The U.S. Federal Reserve recently signaled it would keep rates higher for longer, while the European Central Bank paused its hikes amid weak growth.
Rising geopolitical tensions in the Middle East and continued oil market volatility have further complicated policy outlooks.
Crude oil prices briefly touched $98 per barrel earlier this month — a worrying sign for India, which imports over 85% of its oil needs.
“External shocks like oil prices or global rate hikes could spill over into India’s inflation path,” said Madan Sabnavis, Chief Economist, Bank of Baroda.
“RBI will want to preserve buffers rather than take premature easing decisions.”
📉 Growth Outlook: Steady But Cautious
Despite inflationary pressures, India’s GDP growth remains resilient, driven by robust manufacturing and government capex.
The RBI’s internal models project FY26 GDP growth at 7.1%, slightly above the IMF’s 6.8% estimate.
Private consumption, however, has shown signs of fatigue, with rural demand still lagging.
Auto and FMCG data suggest consumers are tightening discretionary spending, especially in semi-urban markets.
“Growth is holding up, but the recovery is uneven. Until private consumption rebounds, RBI will tread carefully,” said Saugata Bhattacharya, Chief Economist, Axis Bank.
💬 What Market Experts Are Saying
The bond and equity markets have largely priced in an unchanged policy.
The 10-year government bond yield held steady at 7.22%, while the Sensex gained modestly on expectations of a policy pause.
Banking sector analysts also expect no immediate impact on lending rates, though liquidity management remains tight due to festive demand for cash.
“We don’t expect any repo hike or cut this time. The tone will be neutral to slightly hawkish,” said Rohit Arora, Market Strategist, HDFC Securities.
“Liquidity injections through open market operations could ease short-term pressures.”
🗣️ RBI Governor’s Likely Message
RBI Governor is expected to maintain his characteristic cautious optimism in the post-policy press briefing.
Sources close to the central bank indicate that Das may emphasize the need to “anchor inflation expectations while supporting growth momentum,” reaffirming the RBI’s commitment to data-driven decisions.
“We are not looking for immediate rate cuts.
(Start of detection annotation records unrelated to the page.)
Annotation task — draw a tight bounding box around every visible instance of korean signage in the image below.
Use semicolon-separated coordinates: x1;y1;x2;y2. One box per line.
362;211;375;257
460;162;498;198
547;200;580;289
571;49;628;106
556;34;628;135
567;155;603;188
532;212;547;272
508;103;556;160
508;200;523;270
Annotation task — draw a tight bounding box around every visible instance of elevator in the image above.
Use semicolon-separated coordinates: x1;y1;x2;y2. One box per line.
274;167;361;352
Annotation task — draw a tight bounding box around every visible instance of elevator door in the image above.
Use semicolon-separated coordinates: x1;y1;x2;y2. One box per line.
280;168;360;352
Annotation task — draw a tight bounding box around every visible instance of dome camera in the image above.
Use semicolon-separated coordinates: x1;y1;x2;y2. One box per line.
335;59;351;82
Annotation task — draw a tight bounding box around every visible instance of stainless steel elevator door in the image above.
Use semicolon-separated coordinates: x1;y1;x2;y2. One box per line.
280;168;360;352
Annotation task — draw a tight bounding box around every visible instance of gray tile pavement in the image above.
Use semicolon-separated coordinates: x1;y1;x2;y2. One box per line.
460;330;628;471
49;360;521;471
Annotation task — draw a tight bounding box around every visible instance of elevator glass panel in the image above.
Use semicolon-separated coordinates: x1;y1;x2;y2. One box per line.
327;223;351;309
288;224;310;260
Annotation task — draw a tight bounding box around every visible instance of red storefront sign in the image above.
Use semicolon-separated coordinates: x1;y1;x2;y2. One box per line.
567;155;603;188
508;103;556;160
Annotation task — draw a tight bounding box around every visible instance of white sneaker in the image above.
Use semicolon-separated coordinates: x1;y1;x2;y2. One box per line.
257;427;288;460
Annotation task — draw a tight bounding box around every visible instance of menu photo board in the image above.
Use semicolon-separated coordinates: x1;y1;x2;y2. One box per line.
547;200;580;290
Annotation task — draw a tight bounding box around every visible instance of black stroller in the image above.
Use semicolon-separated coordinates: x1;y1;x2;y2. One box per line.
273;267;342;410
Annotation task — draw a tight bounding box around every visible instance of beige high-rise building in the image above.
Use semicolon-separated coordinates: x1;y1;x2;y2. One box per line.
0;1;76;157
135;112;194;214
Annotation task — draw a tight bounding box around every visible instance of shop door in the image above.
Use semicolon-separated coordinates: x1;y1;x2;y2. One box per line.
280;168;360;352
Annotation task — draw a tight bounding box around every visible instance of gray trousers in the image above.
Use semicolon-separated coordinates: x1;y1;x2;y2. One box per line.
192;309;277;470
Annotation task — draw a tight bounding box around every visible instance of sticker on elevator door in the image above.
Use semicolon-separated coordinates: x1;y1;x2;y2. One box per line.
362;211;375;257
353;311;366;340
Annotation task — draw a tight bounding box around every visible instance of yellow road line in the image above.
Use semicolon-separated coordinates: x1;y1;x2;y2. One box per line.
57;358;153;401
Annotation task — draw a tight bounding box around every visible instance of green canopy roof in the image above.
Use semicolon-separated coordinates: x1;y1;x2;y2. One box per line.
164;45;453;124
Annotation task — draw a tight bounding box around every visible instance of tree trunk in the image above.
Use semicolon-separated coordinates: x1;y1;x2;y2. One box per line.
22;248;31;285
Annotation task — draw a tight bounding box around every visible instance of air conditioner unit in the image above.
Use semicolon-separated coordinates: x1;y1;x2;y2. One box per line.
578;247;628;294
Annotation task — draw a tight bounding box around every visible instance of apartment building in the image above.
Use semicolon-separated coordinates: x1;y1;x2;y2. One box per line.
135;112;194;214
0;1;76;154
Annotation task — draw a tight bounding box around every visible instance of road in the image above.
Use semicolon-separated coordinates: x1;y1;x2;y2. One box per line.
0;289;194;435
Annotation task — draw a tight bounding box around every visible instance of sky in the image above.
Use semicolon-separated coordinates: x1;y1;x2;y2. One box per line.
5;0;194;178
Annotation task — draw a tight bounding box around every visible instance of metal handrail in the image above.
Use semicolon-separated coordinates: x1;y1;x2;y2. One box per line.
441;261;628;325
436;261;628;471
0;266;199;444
The focus remains on durable price stability,” Das reportedly told senior officials during an internal review meeting earlier this week.
🧩 The Road Ahead
Analysts forecast that the RBI may begin considering rate cuts by mid-2026, provided inflation remains under 5% for two consecutive quarters.
Until then, a neutral stance with targeted liquidity interventions appears to be the strategy.
India’s macroeconomic fundamentals — strong forex reserves, stable rupee, and fiscal discipline — continue to support the central bank’s cautious approach.
“Patience is the new policy tool,” quipped Ananth Narayan, Senior Fellow at NCAER.
“RBI’s restraint today is what ensures stability tomorrow.”
🏁 Conclusion
As the world’s fifth-largest economy faces uncertain global headwinds, the RBI’s steady hand remains its strongest asset.
A pause on the repo rate is not a sign of inaction — it’s a signal of prudence, reflecting India’s focus on long-term stability over short-term stimulus.
The next few quarters will reveal whether the RBI’s gamble on patience pays off — or whether inflation once again tests the limits of policy endurance.